“Keadaan darurat yang diumumkan pemerintah Prancis dan
pengerahan tentara Prancis, ditambah dengan larangan terhadap aplikasi media
sosial TikTok, tidak boleh disalahgunakan untuk membatasi hak asasi manusia,”
kata peneliti Pasifik Amnesti Internasional, Kate Schuetze.
Schuetze, dengan memperhatikan banyaknya korban jiwa dalam
kerusuhan tersebut, mengatakan polisi Prancis dan gendarmeri hanya dapat
menggunakan kekuatan jika dalam keadaan sangat krusial, dan memprioritaskan
perlindungan hak untuk hidup.
Dia mengatakan bahwa pelarangan TikTok adalah tindakan yang
tidak setimpal, dan akan melanggar kebebasan berekspresi.
Schuetze menambahkan langkah seperti itu dapat menjadi
preseden bagi pemerintah lain di seluruh dunia untuk membenarkan penutupan
akses media sosial sebagai reaksi terhadap protes publik.
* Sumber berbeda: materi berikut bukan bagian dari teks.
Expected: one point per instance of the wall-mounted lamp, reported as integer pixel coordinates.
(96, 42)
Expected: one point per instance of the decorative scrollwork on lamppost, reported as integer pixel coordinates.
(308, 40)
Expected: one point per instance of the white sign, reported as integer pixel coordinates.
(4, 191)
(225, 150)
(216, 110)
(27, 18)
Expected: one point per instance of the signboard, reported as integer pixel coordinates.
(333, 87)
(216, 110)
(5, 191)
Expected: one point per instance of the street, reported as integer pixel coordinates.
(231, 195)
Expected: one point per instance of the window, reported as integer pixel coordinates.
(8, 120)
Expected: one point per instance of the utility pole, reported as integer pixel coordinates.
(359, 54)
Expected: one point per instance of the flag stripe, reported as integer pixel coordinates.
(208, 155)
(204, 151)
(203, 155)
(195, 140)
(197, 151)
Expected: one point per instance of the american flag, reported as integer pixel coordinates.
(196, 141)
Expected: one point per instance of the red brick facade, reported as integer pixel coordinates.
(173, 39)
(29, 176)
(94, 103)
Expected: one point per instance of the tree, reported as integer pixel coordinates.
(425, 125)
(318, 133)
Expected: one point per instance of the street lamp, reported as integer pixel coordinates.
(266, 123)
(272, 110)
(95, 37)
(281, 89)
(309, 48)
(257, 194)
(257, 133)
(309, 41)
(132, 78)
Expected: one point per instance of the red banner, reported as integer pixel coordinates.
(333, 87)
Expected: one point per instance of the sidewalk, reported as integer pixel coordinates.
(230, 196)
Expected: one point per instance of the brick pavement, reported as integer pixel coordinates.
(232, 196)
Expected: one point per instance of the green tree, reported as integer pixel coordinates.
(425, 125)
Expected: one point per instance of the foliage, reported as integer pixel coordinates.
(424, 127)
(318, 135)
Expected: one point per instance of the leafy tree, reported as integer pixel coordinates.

“Pihak berwenang Prancis harus menjunjung tinggi hak-hak
masyarakat adat Kanak dan hak untuk berekspresi dan berkumpul secara damai
tanpa diskriminasi. Orang-orang yang menyerukan kemerdekaan harus dapat
mengekspresikan pandangan mereka secara damai,” kata Schuetze.
Sejak Senin (13/5), sedikitnya enam orang tewas dalam
kerusuhan dan ratusan ditangkap. Protes memuncak setelah Majelis Nasional
Perancis mengesahkan reformasi konstitusi mengenai aturan pemungutan suara.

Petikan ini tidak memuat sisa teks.